En l’état des éléments de preuve soumis à l’appréciation du tribunal, et dont la teneur a été ci-dessus rappelée, force est de constater que la société Trumpf n’a pas facturé les opérations de maintenance (resserrage) réalisées le 16 janvier 2024, mais une prestation de diagnostic.
Par ailleurs, s’il est constant que la prestation de maintenance (resserrage) s’inscrivait dans le cadre de la relation contractuelle existant entre les parties, aucun élément ne permet d’attester d’un accord donné par la société Instants de gourmandises s’agissant de la prestation de diagnostic effectuée au cours de l’intervention du 16 janvier 2024.

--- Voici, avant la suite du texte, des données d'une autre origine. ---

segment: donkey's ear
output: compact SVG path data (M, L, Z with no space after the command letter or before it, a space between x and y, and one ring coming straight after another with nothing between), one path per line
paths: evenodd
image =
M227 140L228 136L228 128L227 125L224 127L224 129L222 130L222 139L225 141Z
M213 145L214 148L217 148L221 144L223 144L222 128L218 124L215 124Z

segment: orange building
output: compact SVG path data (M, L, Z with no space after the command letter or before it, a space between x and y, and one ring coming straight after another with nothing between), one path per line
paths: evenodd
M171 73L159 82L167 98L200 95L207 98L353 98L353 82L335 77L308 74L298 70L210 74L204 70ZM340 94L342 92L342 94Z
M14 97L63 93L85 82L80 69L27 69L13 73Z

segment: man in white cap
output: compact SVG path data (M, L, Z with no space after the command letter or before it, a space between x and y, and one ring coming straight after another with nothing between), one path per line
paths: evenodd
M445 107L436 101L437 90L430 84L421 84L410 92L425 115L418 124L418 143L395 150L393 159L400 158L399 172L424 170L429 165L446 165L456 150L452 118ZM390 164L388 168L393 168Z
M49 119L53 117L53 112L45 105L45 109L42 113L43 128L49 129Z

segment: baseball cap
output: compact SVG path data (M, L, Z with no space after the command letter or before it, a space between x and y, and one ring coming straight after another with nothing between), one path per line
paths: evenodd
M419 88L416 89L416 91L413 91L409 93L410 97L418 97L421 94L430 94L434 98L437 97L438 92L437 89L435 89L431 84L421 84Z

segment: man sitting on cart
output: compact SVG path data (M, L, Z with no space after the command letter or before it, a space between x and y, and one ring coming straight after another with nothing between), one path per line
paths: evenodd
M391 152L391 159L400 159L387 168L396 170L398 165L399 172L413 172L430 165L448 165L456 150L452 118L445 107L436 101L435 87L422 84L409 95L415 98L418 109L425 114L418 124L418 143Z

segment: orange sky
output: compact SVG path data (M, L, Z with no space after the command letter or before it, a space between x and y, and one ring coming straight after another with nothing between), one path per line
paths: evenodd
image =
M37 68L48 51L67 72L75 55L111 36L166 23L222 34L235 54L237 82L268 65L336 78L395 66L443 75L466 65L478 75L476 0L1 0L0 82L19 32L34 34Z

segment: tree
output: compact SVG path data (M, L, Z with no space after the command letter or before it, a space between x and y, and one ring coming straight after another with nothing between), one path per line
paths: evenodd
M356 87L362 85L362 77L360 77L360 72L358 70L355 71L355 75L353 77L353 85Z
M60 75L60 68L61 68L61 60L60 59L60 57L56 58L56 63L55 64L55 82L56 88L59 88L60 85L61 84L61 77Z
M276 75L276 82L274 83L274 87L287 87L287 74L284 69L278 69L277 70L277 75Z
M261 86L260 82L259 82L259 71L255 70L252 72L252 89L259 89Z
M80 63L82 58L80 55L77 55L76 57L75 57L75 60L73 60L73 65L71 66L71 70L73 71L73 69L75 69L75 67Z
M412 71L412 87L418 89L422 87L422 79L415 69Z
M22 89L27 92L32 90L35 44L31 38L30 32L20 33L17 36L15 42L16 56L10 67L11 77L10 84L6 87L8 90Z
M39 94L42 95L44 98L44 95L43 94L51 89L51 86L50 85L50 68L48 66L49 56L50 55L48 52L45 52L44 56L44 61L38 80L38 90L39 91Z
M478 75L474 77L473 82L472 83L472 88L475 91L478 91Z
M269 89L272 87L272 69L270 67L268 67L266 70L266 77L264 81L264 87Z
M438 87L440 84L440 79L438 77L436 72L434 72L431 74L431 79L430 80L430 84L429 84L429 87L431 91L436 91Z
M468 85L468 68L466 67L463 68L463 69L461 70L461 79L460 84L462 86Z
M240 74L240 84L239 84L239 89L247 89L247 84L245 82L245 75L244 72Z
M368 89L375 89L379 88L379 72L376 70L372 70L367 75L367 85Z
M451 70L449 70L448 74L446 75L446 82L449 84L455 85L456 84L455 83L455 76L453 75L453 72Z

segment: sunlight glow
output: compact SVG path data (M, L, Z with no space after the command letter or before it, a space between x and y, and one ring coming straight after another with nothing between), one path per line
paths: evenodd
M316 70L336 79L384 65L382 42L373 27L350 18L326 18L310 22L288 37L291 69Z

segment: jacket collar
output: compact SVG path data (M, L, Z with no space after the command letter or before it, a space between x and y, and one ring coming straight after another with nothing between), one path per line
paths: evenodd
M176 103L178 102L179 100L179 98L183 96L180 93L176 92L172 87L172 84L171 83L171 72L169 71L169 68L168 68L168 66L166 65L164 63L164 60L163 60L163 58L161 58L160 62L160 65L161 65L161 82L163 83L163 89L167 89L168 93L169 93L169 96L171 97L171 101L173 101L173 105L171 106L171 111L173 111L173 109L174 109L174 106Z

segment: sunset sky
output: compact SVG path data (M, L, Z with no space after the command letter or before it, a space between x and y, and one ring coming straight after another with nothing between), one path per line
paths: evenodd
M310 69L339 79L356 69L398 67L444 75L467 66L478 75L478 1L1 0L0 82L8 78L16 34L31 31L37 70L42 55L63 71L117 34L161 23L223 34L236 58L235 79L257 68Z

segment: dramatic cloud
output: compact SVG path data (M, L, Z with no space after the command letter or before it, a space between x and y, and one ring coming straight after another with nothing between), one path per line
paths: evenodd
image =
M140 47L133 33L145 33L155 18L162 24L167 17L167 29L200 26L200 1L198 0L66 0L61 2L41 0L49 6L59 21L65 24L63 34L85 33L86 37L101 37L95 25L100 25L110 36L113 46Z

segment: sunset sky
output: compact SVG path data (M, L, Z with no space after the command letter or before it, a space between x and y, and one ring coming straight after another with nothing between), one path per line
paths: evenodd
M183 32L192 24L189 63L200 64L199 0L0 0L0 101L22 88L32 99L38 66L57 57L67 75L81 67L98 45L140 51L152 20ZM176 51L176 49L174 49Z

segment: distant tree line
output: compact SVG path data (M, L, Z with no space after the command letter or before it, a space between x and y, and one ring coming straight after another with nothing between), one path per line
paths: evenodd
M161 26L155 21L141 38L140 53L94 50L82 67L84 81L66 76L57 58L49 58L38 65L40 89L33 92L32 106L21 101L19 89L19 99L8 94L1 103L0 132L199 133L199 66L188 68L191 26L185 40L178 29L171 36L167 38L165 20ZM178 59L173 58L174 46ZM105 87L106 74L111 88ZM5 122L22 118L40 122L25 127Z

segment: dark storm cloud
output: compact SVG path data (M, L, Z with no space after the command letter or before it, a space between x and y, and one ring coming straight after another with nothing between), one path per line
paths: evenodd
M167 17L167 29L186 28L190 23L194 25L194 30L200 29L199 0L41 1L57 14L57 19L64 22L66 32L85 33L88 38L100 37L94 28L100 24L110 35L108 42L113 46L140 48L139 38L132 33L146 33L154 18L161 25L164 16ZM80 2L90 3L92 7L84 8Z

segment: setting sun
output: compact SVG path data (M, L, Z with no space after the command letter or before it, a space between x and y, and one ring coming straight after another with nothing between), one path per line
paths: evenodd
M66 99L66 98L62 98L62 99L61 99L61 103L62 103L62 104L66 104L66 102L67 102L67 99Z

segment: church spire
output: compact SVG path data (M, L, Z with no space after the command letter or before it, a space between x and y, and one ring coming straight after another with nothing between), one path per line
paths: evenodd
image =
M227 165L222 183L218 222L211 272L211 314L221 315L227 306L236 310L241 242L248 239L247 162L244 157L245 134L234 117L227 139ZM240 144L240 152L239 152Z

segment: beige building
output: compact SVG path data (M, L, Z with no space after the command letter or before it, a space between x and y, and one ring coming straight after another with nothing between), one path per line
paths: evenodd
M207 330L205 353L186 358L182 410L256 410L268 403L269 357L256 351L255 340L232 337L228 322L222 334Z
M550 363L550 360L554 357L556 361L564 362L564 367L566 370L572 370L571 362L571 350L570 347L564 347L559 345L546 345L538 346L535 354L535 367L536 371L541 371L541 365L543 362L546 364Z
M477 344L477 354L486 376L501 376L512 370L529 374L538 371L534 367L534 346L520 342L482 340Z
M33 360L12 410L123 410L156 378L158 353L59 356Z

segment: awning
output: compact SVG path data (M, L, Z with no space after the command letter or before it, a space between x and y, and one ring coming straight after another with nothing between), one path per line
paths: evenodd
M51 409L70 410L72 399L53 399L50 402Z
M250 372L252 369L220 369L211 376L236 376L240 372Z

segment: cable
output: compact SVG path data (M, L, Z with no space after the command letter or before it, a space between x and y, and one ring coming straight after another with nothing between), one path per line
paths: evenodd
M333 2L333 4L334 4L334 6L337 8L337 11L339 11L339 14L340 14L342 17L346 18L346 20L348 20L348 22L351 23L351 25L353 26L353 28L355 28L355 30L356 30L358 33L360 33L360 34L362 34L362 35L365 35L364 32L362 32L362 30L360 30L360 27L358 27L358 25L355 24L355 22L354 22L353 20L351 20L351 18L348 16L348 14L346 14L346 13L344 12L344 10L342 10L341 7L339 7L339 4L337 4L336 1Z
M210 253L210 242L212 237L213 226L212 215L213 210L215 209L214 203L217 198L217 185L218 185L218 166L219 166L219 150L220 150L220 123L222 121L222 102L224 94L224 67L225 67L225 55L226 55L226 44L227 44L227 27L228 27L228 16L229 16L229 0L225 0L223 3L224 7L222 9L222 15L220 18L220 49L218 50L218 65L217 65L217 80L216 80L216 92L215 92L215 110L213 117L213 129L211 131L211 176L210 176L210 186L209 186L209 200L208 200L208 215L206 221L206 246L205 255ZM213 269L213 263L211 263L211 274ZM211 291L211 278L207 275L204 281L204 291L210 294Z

Partant, il y a lieu de considérer que la société Trumpf n’est pas fondée à réclamer le paiement de la somme de 432 euros TTC relative aux frais de diagnostic, dès lors qu’elle n’apporte pas la preuve de l’existence d’un accord entre les parties s’agissant d’une telle prestation.
La société Trumpf est donc déboutée de sa demande principale tendant à voir condamner la société Instants de gourmandises au paiement de la somme de 432 euros TTC.
Sur les frais de la procédure et l’exécution provisoire
Au vu de ce qui précède et conformément aux dispositions de l’article 696 du code de procédure civile, la société Trumpf est condamnée, en tant que partie perdante au principal, à supporter les entiers dépens.
Pour les mêmes motifs, celle-ci est déboutée de sa demande relative aux frais irrépétibles, et condamnée à payer à la société Instants de gourmandises la somme de 600 euros au titre des frais irrépétibles.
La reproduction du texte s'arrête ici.